Originally Posted by
Jaimito Cartero
DL miles are far from worthless. For me, they are the hardest of major US programs to redeem at low levels. I mostly travel international, and for biz tickets. I can use UA or AA miles with ease. DL is considerably harder for me.
That's a reasonable assessment. They're useable and far from worthless, but typically more difficult to employ for a combination of reasons:
1) inferior domestic availability
2) Poor booking experience on website and often via phone
3) Poor visibility into actual availability - dl's search is a joke and many partners are not conveniently searchable even elsewhere, and those that are you need to pogo back and forth between multiple sources, then convince a phone agent to book the space
Actual availability across oceans is the least of our concerns.
Originally Posted by
javabytes
Welcome to the Internet, everything is layered in a thick coat of drama.
Underneath that are repeated annual studies showing Delta placing last in award availability, as well as other studies showing satisfaction levels so low that only Congress might be able to match.
So while there is drama and exaggeration and hyperbole, the question is whether UA miles are better than Delta miles, and at the overall level, the answer is still pretty clear. Certainly DL miles may work better for someone who wants to travel to a destination not served by *A. That is why much larger surveys are compiled. The answer to this question for a particular person might be more nuanced, but on the whole, DL has abysmal availability compared to its competitors, and a satisfaction rating to match.
The most common annual study referred to is the Ideaworks one. If you have another in mind, please let me know. Those annual studies also put WN first. Maybe it's time to jump ship over there for their awesome availability? Perhaps even more relevant, they consistently rank US air down right next to delta, despite US air having, save a handful of exceptions, the same availability as UA. It's a ranking of websites, not of award availability. On top of that, 7 of the top 10 ranked carriers were evaluated by different criteria from the others (shorthaul only vs 50/50 long/short), and only coach availability in 20 markets different for each airline was considered. The study is a complete joke!
The more recent survey run through flyertalk
http://www.frequentbusinesstraveler....ve-the-rest/2/
interestingly put the big airlines ranked near the top of the Ideaworks study (lufthansa group, singapore) right down at the bottom near Delta in terms of "not satisfied" percent. AS, on the other hand, has nearly 85 percent satisfaction, despite very restrictive requirements on award construction making their miles very difficult to use for international travel if you don't originate in a small handful of cities.

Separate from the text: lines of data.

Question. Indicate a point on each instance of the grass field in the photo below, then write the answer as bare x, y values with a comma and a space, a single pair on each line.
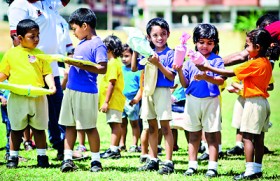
126, 167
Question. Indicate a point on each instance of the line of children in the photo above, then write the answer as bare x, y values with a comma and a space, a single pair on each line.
255, 74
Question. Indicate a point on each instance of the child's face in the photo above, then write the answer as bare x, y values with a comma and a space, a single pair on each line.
159, 37
126, 57
253, 51
79, 31
205, 46
30, 39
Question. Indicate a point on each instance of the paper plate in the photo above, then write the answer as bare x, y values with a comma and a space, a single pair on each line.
25, 90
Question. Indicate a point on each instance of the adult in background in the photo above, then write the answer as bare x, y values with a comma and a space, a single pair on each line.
44, 14
268, 22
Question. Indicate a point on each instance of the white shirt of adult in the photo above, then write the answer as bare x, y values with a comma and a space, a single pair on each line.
43, 13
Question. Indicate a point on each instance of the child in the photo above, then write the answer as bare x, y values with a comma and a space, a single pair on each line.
255, 74
79, 106
111, 98
133, 95
155, 107
5, 119
35, 72
202, 107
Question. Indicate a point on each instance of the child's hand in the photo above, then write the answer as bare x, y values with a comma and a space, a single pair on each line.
154, 59
201, 76
104, 107
53, 89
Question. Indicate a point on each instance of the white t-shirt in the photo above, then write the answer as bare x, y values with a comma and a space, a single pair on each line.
44, 14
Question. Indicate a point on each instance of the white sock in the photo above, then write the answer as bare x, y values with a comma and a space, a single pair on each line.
220, 148
240, 144
249, 168
193, 164
68, 154
212, 165
14, 153
41, 152
257, 167
95, 156
114, 148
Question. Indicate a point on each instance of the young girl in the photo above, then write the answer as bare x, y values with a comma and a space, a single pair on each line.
155, 107
255, 74
202, 107
111, 98
133, 95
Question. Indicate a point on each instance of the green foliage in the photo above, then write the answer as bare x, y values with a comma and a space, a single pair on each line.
247, 23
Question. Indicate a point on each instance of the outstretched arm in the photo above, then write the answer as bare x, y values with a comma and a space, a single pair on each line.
236, 58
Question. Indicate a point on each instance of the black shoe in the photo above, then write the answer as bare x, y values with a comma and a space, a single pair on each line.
211, 173
111, 154
190, 172
68, 165
248, 177
167, 168
204, 156
43, 161
143, 159
95, 166
235, 151
201, 148
12, 162
150, 165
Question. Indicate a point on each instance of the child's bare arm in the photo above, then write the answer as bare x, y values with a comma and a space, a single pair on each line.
214, 80
109, 92
50, 82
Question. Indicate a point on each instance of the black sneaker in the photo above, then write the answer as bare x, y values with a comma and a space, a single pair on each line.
204, 156
167, 168
43, 161
150, 165
236, 150
95, 166
111, 154
211, 173
67, 166
12, 162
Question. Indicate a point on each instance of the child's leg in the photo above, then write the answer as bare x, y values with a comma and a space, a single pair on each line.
123, 132
166, 131
153, 138
212, 142
115, 133
135, 131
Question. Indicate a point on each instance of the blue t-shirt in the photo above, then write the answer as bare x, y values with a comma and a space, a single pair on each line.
202, 88
166, 58
82, 80
131, 82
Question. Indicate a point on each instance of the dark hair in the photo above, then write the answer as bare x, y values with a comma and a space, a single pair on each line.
156, 22
26, 25
126, 47
263, 38
208, 31
83, 15
113, 44
265, 20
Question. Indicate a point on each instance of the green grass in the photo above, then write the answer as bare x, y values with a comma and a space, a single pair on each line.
126, 167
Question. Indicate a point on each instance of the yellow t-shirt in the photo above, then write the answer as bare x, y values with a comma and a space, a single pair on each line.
23, 68
114, 71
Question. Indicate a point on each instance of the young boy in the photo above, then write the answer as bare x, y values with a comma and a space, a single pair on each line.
111, 98
20, 66
79, 106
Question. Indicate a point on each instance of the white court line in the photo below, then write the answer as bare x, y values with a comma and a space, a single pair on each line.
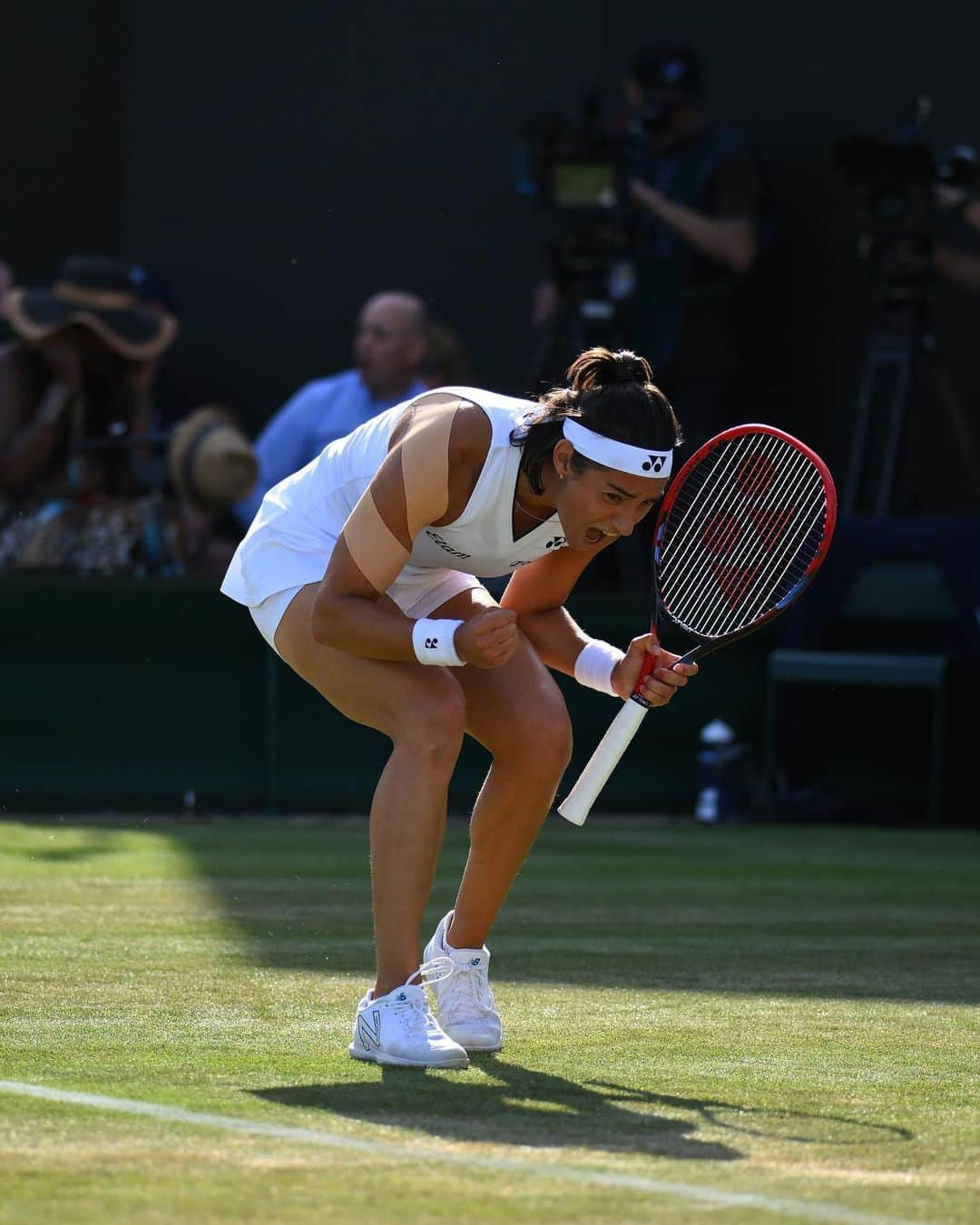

Is it any wonder that a survey sourced from flyertalk, where people present a claim that DL is meaningfully worse than UA for redemption 99% of the time, despite this being clearly false, is going to do anything other than savage delta in a survey (and the criticism is well deserved, but is very likely more about IT and alliance integration than actual availability, given the preponderance of people complaining about there being no space in situations where that space actually exists)
If you want overall satisfaction ratings, I'm pretty sure UA is taking it in the shorts recently, and below Delta on studies focused in that area.